Northern Health Director of Communications Steve Raper explains that although Fort St. John is typically a stable environment for healthcare workers, some turnover is expected over the next year. However, he expects Northern Health will be able to recruit others for those positions over that time, hopefully reducing the impact of their leaving.
“People are talking about making some changes and that’s part of the reality that we have with all of our positions in Northern B.C.,” he argues. “That being said, we’ve been pretty successful at recruiting, lately in particular.”
In the meantime, Raper says as Northern Health learns of doctors’ plans to leave, the health authority will work to recruit replacements prior to their departure. He points to the Northern Medical Program as bringing and keeping doctors up north, as well as recent success filling vacancies in Fort St. James and Hudson’s Hope, and expects similar results in Fort St. John.
“We expect we’ll be able to do it,” he says. “Fort St. John is a vibrant, energetic community and we’ve been very successful in keeping and attracting physicians to that community.”
In addition to the Northern Medical Program, the province recently announced an incentive to bring doctors to rural areas, including Chetwynd and Tumbler Ridge. Those are useful in recruiting, says Raper, but the key is finding the employees that will stay long-term and become part of the community.

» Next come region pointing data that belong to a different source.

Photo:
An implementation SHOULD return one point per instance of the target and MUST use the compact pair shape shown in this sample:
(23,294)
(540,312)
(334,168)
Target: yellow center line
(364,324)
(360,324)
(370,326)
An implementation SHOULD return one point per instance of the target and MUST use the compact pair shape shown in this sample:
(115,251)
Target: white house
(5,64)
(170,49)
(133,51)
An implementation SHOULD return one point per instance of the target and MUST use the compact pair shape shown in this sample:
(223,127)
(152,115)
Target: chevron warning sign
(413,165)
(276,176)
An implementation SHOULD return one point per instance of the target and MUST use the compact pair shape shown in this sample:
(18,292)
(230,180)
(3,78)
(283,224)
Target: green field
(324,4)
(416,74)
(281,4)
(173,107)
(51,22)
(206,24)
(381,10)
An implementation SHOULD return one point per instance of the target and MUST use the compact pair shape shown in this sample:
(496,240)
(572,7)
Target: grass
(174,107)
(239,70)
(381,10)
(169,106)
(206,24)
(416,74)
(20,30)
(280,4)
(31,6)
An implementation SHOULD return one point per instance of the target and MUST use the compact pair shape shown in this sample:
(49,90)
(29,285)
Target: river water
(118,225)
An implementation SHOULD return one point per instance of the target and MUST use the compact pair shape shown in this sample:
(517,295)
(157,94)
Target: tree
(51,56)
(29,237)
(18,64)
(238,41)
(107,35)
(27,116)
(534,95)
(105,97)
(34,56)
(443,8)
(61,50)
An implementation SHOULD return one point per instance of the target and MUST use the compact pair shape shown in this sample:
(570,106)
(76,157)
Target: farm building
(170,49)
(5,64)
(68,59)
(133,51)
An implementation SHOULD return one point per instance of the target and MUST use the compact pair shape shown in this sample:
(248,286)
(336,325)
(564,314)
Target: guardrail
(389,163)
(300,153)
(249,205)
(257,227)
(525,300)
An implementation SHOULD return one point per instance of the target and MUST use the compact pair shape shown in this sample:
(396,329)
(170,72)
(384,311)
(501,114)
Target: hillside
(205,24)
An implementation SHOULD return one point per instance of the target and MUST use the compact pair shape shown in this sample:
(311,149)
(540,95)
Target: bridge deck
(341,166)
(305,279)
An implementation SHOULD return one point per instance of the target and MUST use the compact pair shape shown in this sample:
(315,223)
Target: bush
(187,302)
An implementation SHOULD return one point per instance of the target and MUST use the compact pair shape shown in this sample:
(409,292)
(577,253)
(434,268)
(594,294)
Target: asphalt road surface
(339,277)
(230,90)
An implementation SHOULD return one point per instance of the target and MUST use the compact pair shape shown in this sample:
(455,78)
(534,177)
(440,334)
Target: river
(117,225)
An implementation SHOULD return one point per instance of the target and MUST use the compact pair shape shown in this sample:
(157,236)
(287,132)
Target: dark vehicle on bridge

“A key cornerstone of that is making sure that the physicians that we’re attracting are a good match for the community and we’re working hard to do that so that they don’t just come for one, two, three years,” he says, “they see it’s a place, it’s a lifestyle that they’re interested and they want to participate in, they want to bring their families and they want to stay for the long term.”
Northern Health is already working with physicians to try and mitigate any issues that may arise before these doctors are replaced, but as the Fort St. John Medical Clinic warns, wait times will likely increase.